Global equity markets ended the week marginally higher, after the major indices recouped early week losses on Thursday and Friday. Disappointing economic data, including falling inflation across the globe, has once again fuelled speculation that central banks will step back into the fray to support the economy recovery. Investors fretting about a possible US Fed rate hike over the last few months are now hopeful that the Fed will remain on hold till 2016. As well, it is only a matter of time before the ECB expand their bond purchase programme. This is a familiar story.
After a miserable few months for equity market investors, the major indices have enjoyed a strong start in October. In Europe, the German DAX index is up +4.40% since the end of September, with the French CAC 40 index and the UK’S FTSE 100 index up +5.56% and +5.22% respectively.
In the US, the S&P 500 index is up +5.89% while the tech-heavy NASDAQ Composite has rebounded +5.77%. The much quoted CBOE Volatility Index (VIX), the so-called ‘fear index’, a key measure of market expectations of near-term volatility conveyed by S&P 500 stock index option prices, has subsided to a more benign level.
In Asia, Japan’s Nikkei 225 index is up +5.20% month-to-date while China’s Shanghai Composite Index of mainland shares is the standout performer, up +11.09%. The index is still a considerable way from the bubble high reached in April, but signs that a bottom has been reached in the Chinese equity market has helped ease concerns about a hard landing in China.
Speculation of further central bank action helped push the prices of core government bonds higher last week. With yields moving inversely to prices, the German 10-year bond yield declined 7bps to 0.55%. The US 10-year treasury yield fell 8bps to 2.02% while the UK 10-year government bond yield moved down 6bps to 1.80%.
Gold was also buoyed by the prospect of the US Federal Reserve delaying rate hikes till 2016, with the price per troy ounce rising +2.54% last week to $1,180.85. After strong gains in the previous few weeks, oil prices declined last week after oversupply worries came back to the fore.

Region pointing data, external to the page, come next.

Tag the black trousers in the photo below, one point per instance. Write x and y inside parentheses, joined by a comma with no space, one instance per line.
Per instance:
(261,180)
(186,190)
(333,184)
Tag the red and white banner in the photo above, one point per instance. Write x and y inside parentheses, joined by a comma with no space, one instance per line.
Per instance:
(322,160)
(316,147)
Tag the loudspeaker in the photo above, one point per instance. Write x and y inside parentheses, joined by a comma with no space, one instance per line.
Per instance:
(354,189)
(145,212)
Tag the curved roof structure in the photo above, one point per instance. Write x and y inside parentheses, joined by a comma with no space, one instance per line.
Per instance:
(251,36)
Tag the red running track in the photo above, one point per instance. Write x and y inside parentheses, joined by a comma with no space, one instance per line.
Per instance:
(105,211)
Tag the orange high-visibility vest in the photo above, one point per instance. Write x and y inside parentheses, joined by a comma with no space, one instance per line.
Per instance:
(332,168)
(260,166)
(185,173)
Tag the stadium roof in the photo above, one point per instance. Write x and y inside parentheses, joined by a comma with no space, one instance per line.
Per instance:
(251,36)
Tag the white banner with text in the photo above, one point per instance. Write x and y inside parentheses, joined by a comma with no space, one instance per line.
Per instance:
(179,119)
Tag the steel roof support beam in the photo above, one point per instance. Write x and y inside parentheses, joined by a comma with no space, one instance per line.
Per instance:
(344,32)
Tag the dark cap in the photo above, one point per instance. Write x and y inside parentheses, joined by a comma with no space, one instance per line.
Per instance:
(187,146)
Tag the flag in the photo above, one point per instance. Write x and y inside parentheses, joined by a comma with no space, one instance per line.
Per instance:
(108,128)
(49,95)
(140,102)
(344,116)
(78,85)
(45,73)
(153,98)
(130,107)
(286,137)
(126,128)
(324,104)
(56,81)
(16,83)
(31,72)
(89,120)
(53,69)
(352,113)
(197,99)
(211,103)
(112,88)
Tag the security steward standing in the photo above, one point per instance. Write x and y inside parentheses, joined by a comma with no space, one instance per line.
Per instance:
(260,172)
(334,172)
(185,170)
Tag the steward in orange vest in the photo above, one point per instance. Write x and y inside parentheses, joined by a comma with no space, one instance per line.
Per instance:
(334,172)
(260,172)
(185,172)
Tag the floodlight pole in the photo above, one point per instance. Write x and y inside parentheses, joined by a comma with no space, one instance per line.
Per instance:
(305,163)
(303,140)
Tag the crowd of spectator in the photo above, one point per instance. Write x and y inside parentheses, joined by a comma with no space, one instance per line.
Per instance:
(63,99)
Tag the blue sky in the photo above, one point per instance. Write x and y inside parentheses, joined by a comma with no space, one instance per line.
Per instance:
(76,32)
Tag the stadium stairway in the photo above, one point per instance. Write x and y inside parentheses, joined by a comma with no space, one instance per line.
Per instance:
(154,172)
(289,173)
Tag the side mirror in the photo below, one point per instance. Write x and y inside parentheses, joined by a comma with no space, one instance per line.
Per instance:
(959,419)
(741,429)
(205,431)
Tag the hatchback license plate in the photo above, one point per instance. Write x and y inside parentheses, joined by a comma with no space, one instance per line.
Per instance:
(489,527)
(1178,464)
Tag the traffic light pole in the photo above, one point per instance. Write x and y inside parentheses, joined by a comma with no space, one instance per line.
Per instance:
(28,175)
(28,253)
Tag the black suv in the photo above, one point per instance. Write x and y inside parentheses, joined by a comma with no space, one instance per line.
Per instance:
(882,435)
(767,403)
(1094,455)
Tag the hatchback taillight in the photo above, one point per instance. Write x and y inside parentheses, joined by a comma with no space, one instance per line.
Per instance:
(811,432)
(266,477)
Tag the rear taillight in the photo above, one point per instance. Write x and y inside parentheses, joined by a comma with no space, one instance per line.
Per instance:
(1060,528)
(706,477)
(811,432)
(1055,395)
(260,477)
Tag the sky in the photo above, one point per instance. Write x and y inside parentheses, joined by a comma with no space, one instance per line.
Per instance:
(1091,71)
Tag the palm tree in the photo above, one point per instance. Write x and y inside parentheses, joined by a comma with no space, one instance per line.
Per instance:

European equity markets have opened higher following a mixed session in Asia overnight. Official GDP data released from China confirmed the Chinese economy grew by 6.9% from a year earlier. While it is the slowest rate of growth in six years, it was slightly ahead of the consensus forecast of 6.8%, renewing suspicion that the Chinese are cooking the numbers.
On the macro front, flash purchasing managers’ index (PMI) surveys from around the globe will provide an update on the trajectory of the global economy, amid growing concerns over a loss of momentum. There is raft of US housing reports throughout the week and retail sales data for September from the UK on Thursday.
The monetary policy committees at the central banks in Canada, Brazil and Turkey all meet this week. However, the meeting at the European Central Bank on Thursday will be centre stage. While no change in policy is expected, in his press conference following the announcement, ECB President Mario Draghi is likely to talk up the possibility of QE2. A number of regional US Fed Presidents are also on the speech circuit this week.